Mrs. Murphy Sallis looked surprised and stammered for a few seconds before Theodora butted in. “Because she called us,” she said. “Rest assured, Mrs. Sallis, we will find this statue and bring the thieves to justice.”
“I just want the statue back with its rightful owner,” the old woman said hastily. “I want nobody to know you are working for me, and I want nothing done to the Mallahans. They’re nice people.”
It is not common to hear someone refer to enemies of their family for many lifetimes as “nice people,” but Theodora nodded and said, “I understand.”
“Do you?” the woman demanded. “Do you promise to return the statue to its rightful owner, and do you promise to be discreet about the Sallis name?”
My chaperone waved her hand quickly, as if an insect were flying in her face. “Yes, yes, of course.”
Mrs.

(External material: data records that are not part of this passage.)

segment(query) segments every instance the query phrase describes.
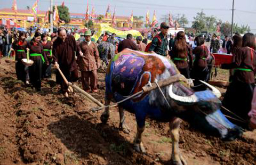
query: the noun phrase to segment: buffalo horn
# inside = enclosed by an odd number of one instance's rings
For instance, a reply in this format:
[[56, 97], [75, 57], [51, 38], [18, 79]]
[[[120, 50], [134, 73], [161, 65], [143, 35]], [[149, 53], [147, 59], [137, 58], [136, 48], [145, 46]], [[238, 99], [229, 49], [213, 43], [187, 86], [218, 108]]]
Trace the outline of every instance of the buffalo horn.
[[202, 83], [204, 84], [204, 85], [205, 85], [206, 86], [208, 86], [209, 88], [211, 88], [211, 89], [212, 90], [212, 93], [218, 97], [218, 98], [220, 98], [221, 96], [221, 94], [220, 93], [220, 90], [219, 90], [217, 88], [216, 88], [215, 87], [213, 87], [212, 85], [211, 85], [210, 84], [209, 84], [207, 82], [205, 82], [203, 81], [202, 81], [202, 80], [199, 80], [200, 82], [201, 82]]

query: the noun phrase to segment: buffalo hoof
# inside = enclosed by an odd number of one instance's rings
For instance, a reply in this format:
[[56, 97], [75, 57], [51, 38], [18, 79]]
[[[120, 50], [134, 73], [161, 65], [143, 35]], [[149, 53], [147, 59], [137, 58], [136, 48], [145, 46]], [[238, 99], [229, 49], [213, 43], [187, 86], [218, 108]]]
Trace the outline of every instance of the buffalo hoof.
[[134, 148], [137, 152], [146, 153], [146, 150], [142, 143], [134, 144]]
[[122, 130], [124, 133], [129, 134], [131, 131], [129, 127], [125, 124], [121, 124], [119, 125], [119, 129]]
[[103, 124], [106, 124], [108, 122], [109, 115], [103, 113], [100, 117], [100, 120]]
[[172, 159], [172, 164], [174, 165], [187, 165], [187, 162], [183, 158], [182, 156], [180, 155], [179, 159]]

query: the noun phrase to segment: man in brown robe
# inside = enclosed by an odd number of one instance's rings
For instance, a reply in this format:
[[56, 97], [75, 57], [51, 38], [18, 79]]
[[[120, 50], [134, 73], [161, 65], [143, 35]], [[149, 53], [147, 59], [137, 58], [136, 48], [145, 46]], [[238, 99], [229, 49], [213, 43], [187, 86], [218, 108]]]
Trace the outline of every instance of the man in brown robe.
[[78, 55], [77, 62], [81, 71], [83, 88], [86, 92], [90, 92], [91, 89], [92, 93], [97, 93], [97, 69], [101, 62], [97, 46], [91, 40], [91, 35], [90, 30], [85, 32], [85, 39], [79, 45], [82, 53]]
[[[76, 81], [78, 73], [75, 55], [75, 52], [78, 52], [76, 40], [73, 36], [67, 35], [66, 30], [63, 28], [59, 29], [58, 35], [52, 46], [52, 63], [55, 67], [59, 67], [68, 81]], [[56, 75], [56, 80], [60, 84], [64, 96], [68, 97], [68, 86], [59, 72]]]
[[147, 45], [142, 43], [142, 37], [141, 36], [138, 36], [136, 37], [136, 42], [139, 47], [139, 51], [145, 52]]

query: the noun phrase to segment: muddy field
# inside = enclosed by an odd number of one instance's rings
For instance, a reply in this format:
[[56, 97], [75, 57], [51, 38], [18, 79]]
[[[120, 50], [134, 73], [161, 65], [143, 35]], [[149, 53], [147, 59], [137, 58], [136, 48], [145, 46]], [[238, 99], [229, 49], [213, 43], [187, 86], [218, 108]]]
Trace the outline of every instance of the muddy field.
[[[44, 80], [42, 92], [17, 81], [13, 64], [0, 64], [0, 164], [170, 164], [171, 139], [167, 123], [149, 119], [142, 137], [147, 153], [134, 151], [136, 125], [125, 113], [131, 130], [118, 130], [116, 108], [107, 125], [101, 112], [76, 94], [64, 98], [53, 80]], [[227, 72], [217, 78], [225, 80]], [[103, 103], [105, 75], [98, 75], [100, 92], [92, 95]], [[81, 86], [81, 83], [77, 85]], [[221, 89], [225, 92], [225, 89]], [[198, 132], [185, 122], [180, 147], [188, 164], [256, 164], [255, 132], [225, 143]]]

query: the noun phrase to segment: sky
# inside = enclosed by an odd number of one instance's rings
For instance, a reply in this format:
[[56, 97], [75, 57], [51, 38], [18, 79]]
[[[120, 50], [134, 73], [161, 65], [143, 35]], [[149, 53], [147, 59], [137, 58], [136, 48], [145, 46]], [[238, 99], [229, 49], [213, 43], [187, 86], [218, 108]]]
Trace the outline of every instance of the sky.
[[[33, 6], [36, 0], [17, 0], [17, 7], [26, 9]], [[47, 10], [50, 0], [38, 0], [39, 10]], [[156, 11], [158, 22], [163, 15], [169, 12], [172, 15], [185, 14], [191, 26], [193, 17], [203, 10], [206, 16], [213, 15], [222, 22], [231, 22], [233, 0], [53, 0], [53, 5], [60, 5], [64, 2], [70, 12], [85, 13], [88, 3], [90, 11], [93, 6], [97, 14], [105, 14], [108, 4], [111, 13], [116, 7], [116, 15], [129, 16], [132, 11], [133, 15], [143, 16], [148, 10], [150, 21]], [[256, 33], [256, 1], [234, 0], [235, 1], [234, 22], [238, 24], [248, 24], [251, 31]], [[6, 3], [6, 1], [9, 3]], [[0, 9], [11, 7], [13, 0], [0, 0]]]

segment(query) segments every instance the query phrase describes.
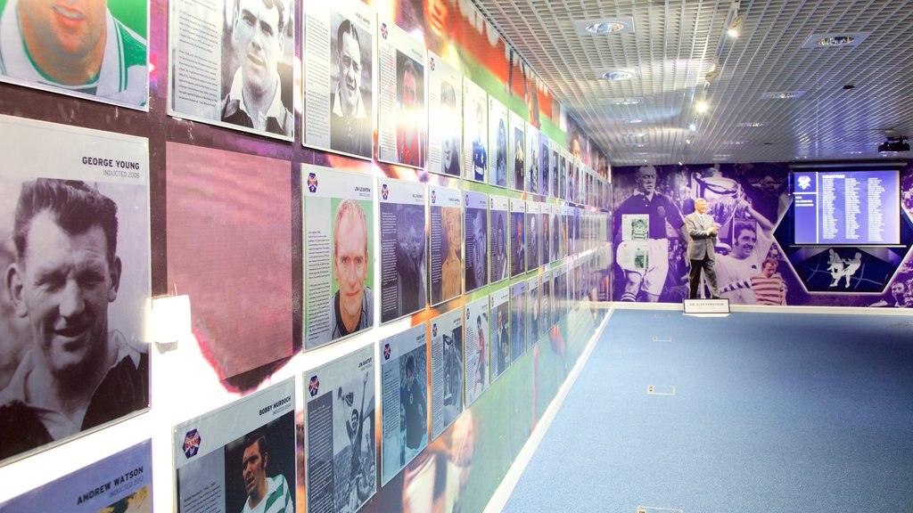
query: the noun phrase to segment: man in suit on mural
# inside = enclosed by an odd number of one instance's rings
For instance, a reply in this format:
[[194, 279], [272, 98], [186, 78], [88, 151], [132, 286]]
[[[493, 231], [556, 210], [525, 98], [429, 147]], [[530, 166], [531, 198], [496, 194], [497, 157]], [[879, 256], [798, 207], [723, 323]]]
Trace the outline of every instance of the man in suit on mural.
[[716, 253], [713, 246], [717, 244], [717, 232], [719, 227], [713, 216], [707, 214], [707, 200], [698, 198], [694, 202], [694, 212], [685, 216], [685, 227], [687, 230], [687, 258], [691, 264], [688, 274], [690, 286], [689, 298], [698, 298], [698, 288], [700, 285], [700, 272], [704, 271], [707, 285], [710, 288], [710, 296], [719, 298], [717, 288], [717, 273], [713, 269]]

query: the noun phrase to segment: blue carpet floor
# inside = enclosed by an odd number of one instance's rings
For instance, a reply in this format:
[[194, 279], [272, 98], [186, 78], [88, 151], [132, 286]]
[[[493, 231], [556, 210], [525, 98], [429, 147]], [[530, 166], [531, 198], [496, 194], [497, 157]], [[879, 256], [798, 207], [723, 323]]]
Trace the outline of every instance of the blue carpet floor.
[[504, 510], [638, 506], [913, 511], [913, 318], [615, 311]]

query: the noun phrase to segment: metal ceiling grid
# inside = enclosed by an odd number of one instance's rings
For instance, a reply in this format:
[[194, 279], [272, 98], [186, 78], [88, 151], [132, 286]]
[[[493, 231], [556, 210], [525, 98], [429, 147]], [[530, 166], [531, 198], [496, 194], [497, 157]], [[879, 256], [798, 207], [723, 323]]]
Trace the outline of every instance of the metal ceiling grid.
[[[742, 0], [738, 39], [725, 36], [730, 1], [474, 1], [614, 165], [877, 158], [886, 130], [913, 131], [911, 0]], [[573, 25], [626, 16], [633, 34], [584, 36]], [[845, 33], [868, 37], [802, 47]], [[598, 78], [610, 69], [636, 75]], [[778, 91], [803, 94], [762, 99]], [[710, 110], [698, 115], [705, 97]], [[614, 103], [633, 98], [643, 101]]]

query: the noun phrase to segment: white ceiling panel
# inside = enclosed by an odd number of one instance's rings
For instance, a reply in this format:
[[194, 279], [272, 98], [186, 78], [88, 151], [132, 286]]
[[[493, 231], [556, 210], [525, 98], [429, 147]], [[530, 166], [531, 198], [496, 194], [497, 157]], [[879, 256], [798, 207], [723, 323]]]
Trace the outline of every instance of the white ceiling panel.
[[[913, 134], [913, 0], [473, 1], [614, 165], [872, 159], [887, 134]], [[606, 18], [634, 30], [575, 27]], [[843, 35], [858, 40], [806, 44]]]

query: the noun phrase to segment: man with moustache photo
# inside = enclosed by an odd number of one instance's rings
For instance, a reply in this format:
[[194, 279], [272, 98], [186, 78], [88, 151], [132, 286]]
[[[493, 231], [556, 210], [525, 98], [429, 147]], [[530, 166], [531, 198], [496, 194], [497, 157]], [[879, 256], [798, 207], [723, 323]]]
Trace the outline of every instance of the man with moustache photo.
[[222, 100], [226, 123], [291, 137], [295, 117], [282, 103], [278, 63], [289, 16], [284, 0], [236, 0], [231, 41], [241, 65]]
[[0, 17], [0, 75], [142, 107], [146, 60], [106, 0], [9, 0]]
[[[370, 43], [369, 43], [370, 44]], [[336, 63], [339, 79], [331, 99], [330, 148], [360, 157], [372, 156], [372, 126], [368, 116], [370, 101], [362, 93], [362, 53], [359, 29], [343, 19], [336, 29]]]
[[267, 437], [258, 433], [245, 436], [241, 466], [247, 499], [241, 513], [295, 513], [289, 482], [281, 473], [267, 476], [268, 463]]

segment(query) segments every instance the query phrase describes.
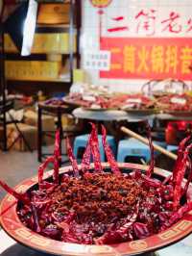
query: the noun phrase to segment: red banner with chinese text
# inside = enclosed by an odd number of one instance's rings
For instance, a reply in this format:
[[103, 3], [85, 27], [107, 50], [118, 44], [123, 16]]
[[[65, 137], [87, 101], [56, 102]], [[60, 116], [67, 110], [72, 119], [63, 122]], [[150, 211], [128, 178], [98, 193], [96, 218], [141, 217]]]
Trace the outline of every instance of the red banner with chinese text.
[[192, 79], [191, 38], [102, 38], [101, 50], [111, 53], [101, 78]]

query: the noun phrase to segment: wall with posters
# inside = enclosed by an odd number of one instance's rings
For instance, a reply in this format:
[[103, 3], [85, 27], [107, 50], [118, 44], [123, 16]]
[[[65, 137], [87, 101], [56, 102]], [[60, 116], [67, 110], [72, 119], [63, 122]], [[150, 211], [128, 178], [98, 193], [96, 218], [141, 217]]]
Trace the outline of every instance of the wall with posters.
[[89, 82], [139, 90], [150, 79], [192, 80], [191, 0], [84, 0], [82, 67]]

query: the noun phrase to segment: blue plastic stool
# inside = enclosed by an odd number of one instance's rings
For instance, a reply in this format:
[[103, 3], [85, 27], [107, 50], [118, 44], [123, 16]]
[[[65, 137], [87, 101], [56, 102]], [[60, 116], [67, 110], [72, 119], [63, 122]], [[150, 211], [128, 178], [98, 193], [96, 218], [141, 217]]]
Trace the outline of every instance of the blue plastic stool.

Sallis turned her gaze to me. “And what about you, lad? Do you promise?”
I looked right back at her. To me, a promise is not an insect in my face. It is a promise. “Yes,” I said. “I promise to return the statue to its rightful owner, and I promise to be discreet about who has hired us.”
“Mrs. Sallis has hired me,” Theodora said sternly. “You’re just my apprentice. Well, Mrs. Sallis, I believe we’re all done here.”
“Perhaps Mrs. Sallis could tell us what the statue looks like,” I said.
“I’m sorry,” Theodora said to Mrs. Sallis. “My apprentice apparently wasn’t listening. But I remember. It’s the size of a milk bottle, made of shiny, black wood.”
“But what is it a statue of?”
Mrs. Murphy Sallis limped one step closer and gave us each a long, dark look. “The Bombinating Beast,” she said. “It is a mythical creature, something like a sea horse. Its head looks like this.”
She lifted one limp hand from her cane to reveal the head of a creature carved into its top. The creature looked like a sea horse like a hawk looks like a chicken. Its eyes were thin and fierce, and its lips were drawn back in a snarl to reveal rows and rows of tiny, sharp teeth. Even at the end of a cane, it looked like something you’d want to avoid, but plenty of people put nasty things on their mantels.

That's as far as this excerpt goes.